Ortsdurchfahrt wird erst 2016 fertig
Die Gütersloher Straße soll bis zur Einmündung der St.-Anna-Straße noch in diesem Jahr fertiggestellt werden. Die Stadt überlegt, danach eine Baupause zu machen.

Klaus Tophinke vom Ingenieurbüro Röver und Bernd Meißner, Fachbereichsleiter Tiefbau im Verler Rathaus, informierten am Montagabend im Rat. Im November soll der erste Bauabschnitt abgeschlossen werden. Demnächst soll eine endgültige Entscheidung fallen, ob die veränderten Zeitpläne auch umgesetzt werden.
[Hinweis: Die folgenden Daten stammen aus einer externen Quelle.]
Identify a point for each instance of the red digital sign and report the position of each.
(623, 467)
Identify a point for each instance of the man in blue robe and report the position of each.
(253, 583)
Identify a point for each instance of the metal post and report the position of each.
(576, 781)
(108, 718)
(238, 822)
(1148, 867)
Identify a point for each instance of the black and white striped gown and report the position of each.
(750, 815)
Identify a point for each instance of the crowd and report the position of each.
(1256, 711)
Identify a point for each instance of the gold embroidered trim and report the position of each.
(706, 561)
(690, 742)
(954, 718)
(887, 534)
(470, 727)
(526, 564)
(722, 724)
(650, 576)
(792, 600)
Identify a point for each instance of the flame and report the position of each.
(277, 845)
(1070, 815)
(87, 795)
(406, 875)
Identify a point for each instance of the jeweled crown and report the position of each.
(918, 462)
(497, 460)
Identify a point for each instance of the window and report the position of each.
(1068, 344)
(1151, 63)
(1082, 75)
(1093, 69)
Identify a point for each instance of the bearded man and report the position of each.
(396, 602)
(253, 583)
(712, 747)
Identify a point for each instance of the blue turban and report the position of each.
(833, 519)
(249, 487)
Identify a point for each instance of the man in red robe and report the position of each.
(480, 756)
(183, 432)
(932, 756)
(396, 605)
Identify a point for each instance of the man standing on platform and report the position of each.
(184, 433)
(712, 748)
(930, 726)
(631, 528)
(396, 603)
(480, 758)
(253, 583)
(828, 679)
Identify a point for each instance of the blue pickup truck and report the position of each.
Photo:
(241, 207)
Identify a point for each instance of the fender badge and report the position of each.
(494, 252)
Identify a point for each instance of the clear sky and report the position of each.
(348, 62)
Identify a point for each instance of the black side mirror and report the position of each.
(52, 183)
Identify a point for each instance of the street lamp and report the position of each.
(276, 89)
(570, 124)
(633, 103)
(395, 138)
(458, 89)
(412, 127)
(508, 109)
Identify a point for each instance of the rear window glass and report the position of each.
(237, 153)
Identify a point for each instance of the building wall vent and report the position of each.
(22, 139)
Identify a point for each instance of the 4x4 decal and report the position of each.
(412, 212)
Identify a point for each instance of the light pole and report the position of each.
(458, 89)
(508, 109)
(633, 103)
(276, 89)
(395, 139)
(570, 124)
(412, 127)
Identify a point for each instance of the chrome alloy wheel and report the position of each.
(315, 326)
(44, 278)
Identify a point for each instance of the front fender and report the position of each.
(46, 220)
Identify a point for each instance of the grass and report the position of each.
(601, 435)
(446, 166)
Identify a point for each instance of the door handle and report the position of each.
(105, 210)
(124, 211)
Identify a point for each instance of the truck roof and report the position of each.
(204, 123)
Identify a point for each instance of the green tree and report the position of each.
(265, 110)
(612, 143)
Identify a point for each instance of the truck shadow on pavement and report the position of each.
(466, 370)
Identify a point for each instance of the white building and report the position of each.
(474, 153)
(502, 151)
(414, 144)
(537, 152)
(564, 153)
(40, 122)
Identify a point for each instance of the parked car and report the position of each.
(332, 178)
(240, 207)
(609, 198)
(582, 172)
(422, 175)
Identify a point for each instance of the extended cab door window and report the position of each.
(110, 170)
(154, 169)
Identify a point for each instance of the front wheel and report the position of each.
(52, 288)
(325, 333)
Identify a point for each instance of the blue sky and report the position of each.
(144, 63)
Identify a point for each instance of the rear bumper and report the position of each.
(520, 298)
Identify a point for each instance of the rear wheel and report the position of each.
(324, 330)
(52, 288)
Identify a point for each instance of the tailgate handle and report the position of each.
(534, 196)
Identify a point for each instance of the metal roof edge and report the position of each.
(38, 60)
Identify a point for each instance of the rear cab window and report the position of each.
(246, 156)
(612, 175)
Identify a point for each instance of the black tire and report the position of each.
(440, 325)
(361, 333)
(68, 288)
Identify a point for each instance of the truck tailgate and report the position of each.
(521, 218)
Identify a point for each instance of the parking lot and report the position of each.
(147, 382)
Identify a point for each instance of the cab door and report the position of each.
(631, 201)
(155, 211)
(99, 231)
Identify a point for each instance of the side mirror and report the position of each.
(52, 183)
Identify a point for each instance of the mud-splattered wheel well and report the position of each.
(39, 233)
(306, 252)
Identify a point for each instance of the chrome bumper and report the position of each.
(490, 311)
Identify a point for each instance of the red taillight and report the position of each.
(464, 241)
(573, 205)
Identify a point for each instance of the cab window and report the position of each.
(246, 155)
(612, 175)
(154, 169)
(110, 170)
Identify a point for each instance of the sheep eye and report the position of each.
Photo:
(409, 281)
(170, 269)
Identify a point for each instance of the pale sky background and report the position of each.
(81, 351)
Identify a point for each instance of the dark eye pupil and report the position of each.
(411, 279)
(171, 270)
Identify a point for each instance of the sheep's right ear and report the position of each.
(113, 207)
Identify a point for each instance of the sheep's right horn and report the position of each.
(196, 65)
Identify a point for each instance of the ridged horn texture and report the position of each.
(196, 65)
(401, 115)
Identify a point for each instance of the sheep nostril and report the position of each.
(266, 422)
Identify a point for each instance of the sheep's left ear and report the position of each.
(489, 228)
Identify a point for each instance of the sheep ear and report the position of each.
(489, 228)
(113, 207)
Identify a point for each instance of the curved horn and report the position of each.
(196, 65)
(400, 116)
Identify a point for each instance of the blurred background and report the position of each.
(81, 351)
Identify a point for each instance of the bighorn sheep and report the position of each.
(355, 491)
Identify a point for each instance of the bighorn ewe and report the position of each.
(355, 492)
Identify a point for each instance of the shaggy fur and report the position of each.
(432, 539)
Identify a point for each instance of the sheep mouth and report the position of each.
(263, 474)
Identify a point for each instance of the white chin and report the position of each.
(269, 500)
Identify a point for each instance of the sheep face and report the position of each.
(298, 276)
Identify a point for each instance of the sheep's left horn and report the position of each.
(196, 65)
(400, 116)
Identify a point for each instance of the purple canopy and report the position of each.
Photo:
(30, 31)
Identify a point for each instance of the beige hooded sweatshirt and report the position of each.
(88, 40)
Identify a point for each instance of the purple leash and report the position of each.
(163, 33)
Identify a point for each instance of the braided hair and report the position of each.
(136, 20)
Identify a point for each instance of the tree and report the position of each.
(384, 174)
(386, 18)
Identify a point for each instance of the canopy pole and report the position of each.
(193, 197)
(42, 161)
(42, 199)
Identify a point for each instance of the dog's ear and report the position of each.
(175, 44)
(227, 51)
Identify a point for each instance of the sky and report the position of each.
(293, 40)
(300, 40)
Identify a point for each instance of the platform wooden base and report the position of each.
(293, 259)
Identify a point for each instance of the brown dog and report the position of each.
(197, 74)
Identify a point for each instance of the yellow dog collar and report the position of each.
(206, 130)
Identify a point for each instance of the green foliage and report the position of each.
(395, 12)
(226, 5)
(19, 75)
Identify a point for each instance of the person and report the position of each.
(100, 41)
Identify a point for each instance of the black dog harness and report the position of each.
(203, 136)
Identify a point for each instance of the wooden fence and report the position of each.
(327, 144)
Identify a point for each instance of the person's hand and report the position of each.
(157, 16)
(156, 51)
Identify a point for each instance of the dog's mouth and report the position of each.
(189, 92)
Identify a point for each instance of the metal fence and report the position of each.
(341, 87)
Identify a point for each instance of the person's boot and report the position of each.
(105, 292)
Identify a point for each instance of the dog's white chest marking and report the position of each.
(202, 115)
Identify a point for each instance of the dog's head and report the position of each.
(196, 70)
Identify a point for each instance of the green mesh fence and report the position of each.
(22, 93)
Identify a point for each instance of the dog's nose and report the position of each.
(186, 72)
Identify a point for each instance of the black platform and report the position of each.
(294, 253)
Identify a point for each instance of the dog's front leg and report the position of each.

Heißt: Zwischen der Schützenhalle und der Poststraße soll die Paderborner Straße wiederhergestellt sein. Gleiches gilt für die Gütersloher Straße zwischen Westring und St.-Anna-Straße. Danach soll dann mit Rücksicht auf die Kaufleute eine Baupause eingelegt werden. „Wir hätten dann für das Weihnachtsgeschäft alle Wege frei“, sagte Bernd Meißner.

Mit den Arbeiten im Zentrum – also zwischen St.-Anna-Straße und Poststraße – soll dann im kommenden Jahr begonnen werden. Je nach Wetterlage könnte es im Februar oder im März soweit sein. Bernd Meißner und Klaus Tophinke gehen dann davon aus, dass die Arbeiten gut sechs Monate dauern werden. Und warum wird die Maßnahme nun deutlich später fertig als geplant? Mehrere Gründe nannten die Experten. Einmal muss die Maßnahme europaweit ausgeschrieben werden. Das dauert. Hinzu kamen zuletzt wohl Diskussionen mit Straßen NRW.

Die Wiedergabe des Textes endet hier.